The show centers on the efforts of Kate Wyler, an American foreign service officer-turned-Ambassador to the U.K., to unwind a global crisis involving a false flag attack. In one of the series’ most striking scenes, Kate’s husband Hal, also an ambassador, makes a major speech taking on what he calls “one of the boneheaded truisms of foreign policy…that talking to your enemies legitimizes them.” Instead, he counsels, “Talk to everyone. Talk to the dictator, and the war criminal…Fail, and fail again. Brush yourself off, and fail again. Because maybe…”
“The ‘maybe’ left unsaid in this scene — but reinforced throughout the show — is that diplomacy and engagement can in fact succeed in preventing conflict and averting disaster,” said Quincy Institute Board Member and former U.S. Ambassador Thomas Pickering. “Efforts to forestall or prevent conflict through diplomacy are increasingly cast as weakness or appeasement. The sort of difficult, creative diplomacy that’s required to resolve conflicts and win lasting peace requires great strategy and courage, and should be encouraged,” he added.
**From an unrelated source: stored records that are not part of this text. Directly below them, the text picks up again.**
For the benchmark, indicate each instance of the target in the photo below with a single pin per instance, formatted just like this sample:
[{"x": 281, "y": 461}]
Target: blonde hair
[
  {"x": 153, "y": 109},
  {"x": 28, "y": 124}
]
“It’s a huge honor to receive this recognition from the Quincy Institute,” said The Diplomat’s Debora Cahn. “Diplomats are the front line. First in, last out. Before we send soldiers, we send diplomats. They end wars and stop them before they start. Their stories are inspiring and hair-raising, and we don’t even know their names. It’s been a thrill to inspire so much enthusiasm for their work.”
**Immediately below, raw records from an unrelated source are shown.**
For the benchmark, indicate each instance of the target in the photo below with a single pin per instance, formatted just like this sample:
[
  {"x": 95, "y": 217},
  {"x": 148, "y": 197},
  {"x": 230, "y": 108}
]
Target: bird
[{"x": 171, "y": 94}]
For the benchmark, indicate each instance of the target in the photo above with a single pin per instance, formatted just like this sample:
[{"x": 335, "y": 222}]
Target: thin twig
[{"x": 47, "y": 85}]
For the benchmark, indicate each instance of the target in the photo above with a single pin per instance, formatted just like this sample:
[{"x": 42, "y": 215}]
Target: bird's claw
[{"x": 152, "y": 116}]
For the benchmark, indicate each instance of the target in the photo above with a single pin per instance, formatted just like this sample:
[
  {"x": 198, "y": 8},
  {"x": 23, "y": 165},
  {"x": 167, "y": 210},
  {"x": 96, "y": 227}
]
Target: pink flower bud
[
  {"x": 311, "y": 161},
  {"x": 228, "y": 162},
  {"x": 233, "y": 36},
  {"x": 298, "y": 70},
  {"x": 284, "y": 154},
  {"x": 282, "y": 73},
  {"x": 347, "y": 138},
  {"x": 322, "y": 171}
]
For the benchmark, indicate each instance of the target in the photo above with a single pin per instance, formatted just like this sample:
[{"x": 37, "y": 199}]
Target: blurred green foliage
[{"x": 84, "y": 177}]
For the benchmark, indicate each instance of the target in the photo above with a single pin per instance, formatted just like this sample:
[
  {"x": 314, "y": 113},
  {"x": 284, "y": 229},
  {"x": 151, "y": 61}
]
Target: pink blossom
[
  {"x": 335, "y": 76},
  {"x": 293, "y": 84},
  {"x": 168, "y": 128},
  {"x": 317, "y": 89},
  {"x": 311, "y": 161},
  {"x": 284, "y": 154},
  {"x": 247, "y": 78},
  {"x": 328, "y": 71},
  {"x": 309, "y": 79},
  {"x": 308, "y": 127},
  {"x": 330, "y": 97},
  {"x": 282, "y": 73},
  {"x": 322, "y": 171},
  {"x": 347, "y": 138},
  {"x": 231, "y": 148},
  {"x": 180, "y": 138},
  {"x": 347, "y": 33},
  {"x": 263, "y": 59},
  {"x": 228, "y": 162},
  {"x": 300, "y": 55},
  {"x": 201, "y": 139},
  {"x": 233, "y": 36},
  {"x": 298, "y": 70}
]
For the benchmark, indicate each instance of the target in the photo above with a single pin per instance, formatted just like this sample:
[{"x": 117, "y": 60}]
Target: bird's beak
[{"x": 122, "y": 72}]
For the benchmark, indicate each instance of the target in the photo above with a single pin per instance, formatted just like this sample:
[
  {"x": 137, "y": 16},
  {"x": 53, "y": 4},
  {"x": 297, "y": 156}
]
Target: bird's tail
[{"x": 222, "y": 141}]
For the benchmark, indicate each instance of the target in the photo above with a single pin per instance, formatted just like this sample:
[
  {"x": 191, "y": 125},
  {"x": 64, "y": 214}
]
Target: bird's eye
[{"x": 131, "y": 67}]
Cahn has been Emmy Award-nominated for her work and honored by the Writers Guild of America for her writing on multiple series. Her previous credits include much lauded series including The West Wing, Homeland and Fosse/Verdon.
The Quincy Institute was founded in December 2019 to move U.S. foreign policy away from an overreliance on the use of military force and toward greater reliance on diplomacy. The institute and the award are named after John Quincy Adams, the nation’s sixth president, a two-term member of the House of Representatives, and one of the nation’s most accomplished diplomats. The award is conferred to Members of Congress, diplomats, leaders of movements or organizations, artists, journalists, philanthropists, or others who effectively promote ideas that advance QI’s work to make peace the norm for the United States and war the exception. It is granted without regard to the awardee’s political ideology, in keeping with QI’s transpartisan nature.
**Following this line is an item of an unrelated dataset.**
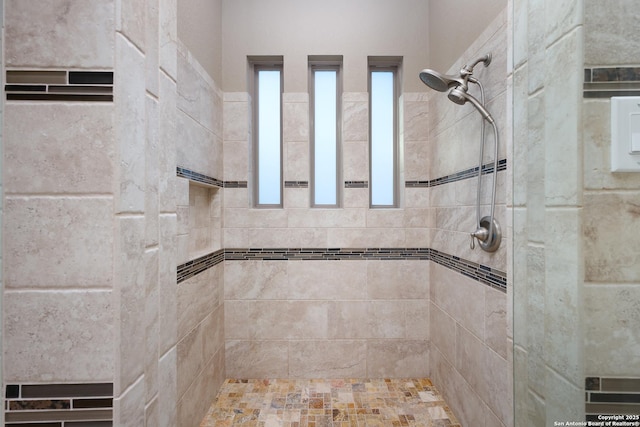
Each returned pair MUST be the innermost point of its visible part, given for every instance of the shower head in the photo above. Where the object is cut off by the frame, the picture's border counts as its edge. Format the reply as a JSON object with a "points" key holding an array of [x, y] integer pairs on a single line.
{"points": [[439, 82], [460, 97]]}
The first Quincy Award in December 2020 went to Rep. Barbara Lee for her lone vote against an open-ended authorization for war against terrorism, and for her tireless efforts to repeal that authorization. In December 2021, the institute recognized Senators Christopher Murphy, Mike Lee and Bernie Sanders, and Representatives Jim McGovern and Peter Meijer for championing legislation that would implement a vital rebalancing of war powers between Congress and the executive branch. In December 2022, the Quincy Institute recognized Rosie Torres, Captain LeRoy Torres, and the organization they founded together, Burn Pits 360, for their advocacy requiring healthcare for American veterans exposed to toxic burns pits in America’s wars in Iraq and Afghanistan.